My client owned a house together with his wife who was terminally ill. They could not pay the mortgage anymore. One day, my client walked past an estate agent's office. The estate agent accompanied my client to his house, viewed it in five minutes and made an offer, which my client was to accept on the spot. My client did not say much, but went along to the civil-law notary, where he signed the purchase agreement within two hours of visiting the estate agent. Parties agreed that the title would be transferred within three months.

My client regretted it. The estate agent put the house on the market for € 50,000 more than he was paying my client.

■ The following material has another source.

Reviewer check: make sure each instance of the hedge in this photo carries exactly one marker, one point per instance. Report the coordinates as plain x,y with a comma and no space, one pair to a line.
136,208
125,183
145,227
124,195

My client did not dare tell his wife about it, nor did he tell her that he forged her signature on the purchase agreement. After the buying estate agent had demanded fulfilment of the agreed delivery, he engaged me as his lawyer. On behalf of my client and his wife I invoked nullification of the purchase agreement. Firstly, my client's wife did not give the permission required by law. Secondly, my client misjudged the actual market value of his house based on incorrect comments from the purchasing estate agent. Thirdly, the purchasing estate agent abused the situation.

On account of my client's refusal to deliver, the purchasing estate agent summoned my client and his wife to appear before the Court President. He demanded performance of delivery under penalty of a fine. The President refused to allow the claim. He decided that it was insufficiently plausible that the agreement entered into was still in force and doubted whether my client was still obliged to deliver. The President considered the matter too complicated to be dealt with in interlocutory proceedings and referred to the standard procedure. He did emphasise that the agreed stipulated price seemed to be on the low side and that it was suspicious that my client signed the purchase agreement at the civil-law notary's office within a few hours from the visit without adequate time for reflection.   The purchasing estate agent subsequently tried again in the standard procedure. During the hearing, the Court appeared to be very critical of the estate agent's role and attitude. When the purchasing estate agent realised he had no chance here either, he withdrew his claims. My client subsequently managed to sell the house on the free market for a realistic purchase price, which was many tens of thousands higher.